To secure an accused person’s release, Washington courts currently accept the deposit of 10% of an ordered bond, the posting of the full bail amount, or a surety bond. Courts overwhelmingly order the posting of the total bail or a surety bond in lieu of full bail rather than allowing the option of depositing 10% with the court. As a result, an indigent accused person unable to post the entire full bail amount is required to use a private bail bonds company to post a surety bond on their behalf. These low-income people must generally pay 10% of the bail amount to the bail bonds company for the surety bond. Unlike 10% deposited with the court, which can be returned to the accused upon conclusion of the case, the money used to purchase a surety bond from a private bail bond company is never returned, regardless of whether they return to court for the remainder of their case or even have the charges against them dismissed.

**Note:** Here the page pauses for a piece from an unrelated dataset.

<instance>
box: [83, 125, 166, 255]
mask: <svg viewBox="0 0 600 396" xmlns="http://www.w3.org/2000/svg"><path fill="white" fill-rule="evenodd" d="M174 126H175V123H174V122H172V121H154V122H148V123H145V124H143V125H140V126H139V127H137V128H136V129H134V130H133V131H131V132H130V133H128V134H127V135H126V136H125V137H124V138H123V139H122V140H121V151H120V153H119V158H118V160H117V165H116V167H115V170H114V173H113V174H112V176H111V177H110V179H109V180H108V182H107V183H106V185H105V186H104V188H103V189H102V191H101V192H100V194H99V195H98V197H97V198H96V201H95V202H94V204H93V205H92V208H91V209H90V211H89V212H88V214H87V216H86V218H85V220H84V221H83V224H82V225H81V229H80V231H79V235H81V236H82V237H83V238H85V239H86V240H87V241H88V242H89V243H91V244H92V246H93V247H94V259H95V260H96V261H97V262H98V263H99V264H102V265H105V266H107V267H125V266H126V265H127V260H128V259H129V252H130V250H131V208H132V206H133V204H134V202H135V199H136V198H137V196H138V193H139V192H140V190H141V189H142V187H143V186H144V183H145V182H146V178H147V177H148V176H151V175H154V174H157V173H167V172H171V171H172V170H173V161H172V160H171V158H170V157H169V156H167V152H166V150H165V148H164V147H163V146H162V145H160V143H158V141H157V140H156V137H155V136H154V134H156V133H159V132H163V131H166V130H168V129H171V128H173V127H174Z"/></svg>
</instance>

The wealth extracted from low-income communities across the country due to this practice is significant: the ACLU and Color of Change estimate that the private bail bonds industry generates as much as $2.4 billion nationwide every year. See Color of Change and American


Civil Liberties Union’s Campaign for Smart Justice, “Selling Off Our Freedom: How Insurance Corporations Have Taken Over Our Bail System” (Oakland, CA: 2017), available at https://www.aclu.org/report/selling-our-freedom-how-insurance-corporations-have-taken-over- our-bail-system.

Several other states have adopted procedures similar to this proposal, including Kentucky, Wisconsin, Massachusetts, Oregon, and Nebraska. These jurisdictions vary in the amounts they charge an accused person for posting 10% of bail set in order to secure their release pretrial, ranging from a specified fee to a percentage of the deposit. See KRS 431.510; Wis. Stat. § 969.12(2); Kahn v. McCormack, 299 N.W. 2d 279 (Ct. App. 1980); M.G.L. ch.276 §61B; ORS

135.265; NRS 29-901(3)(c)(1).

By amending CrR and CrRLJ 3.2, Washington can mitigate the harm the criminal legal system inflicts on people with low incomes who are charged with crimes and presumed innocent.

Conclusion

In sum, the proposed rule change would create a fairer criminal legal system where people of low incomes don’t end up paying more for their freedom than the wealthy. Allowing people to pay the 10% deposit with the Court will assure more equal access to justice without imposing any significant administrative burden on Washington’s courts. For these reasons, we urge the Court to adopt this proposed rule change.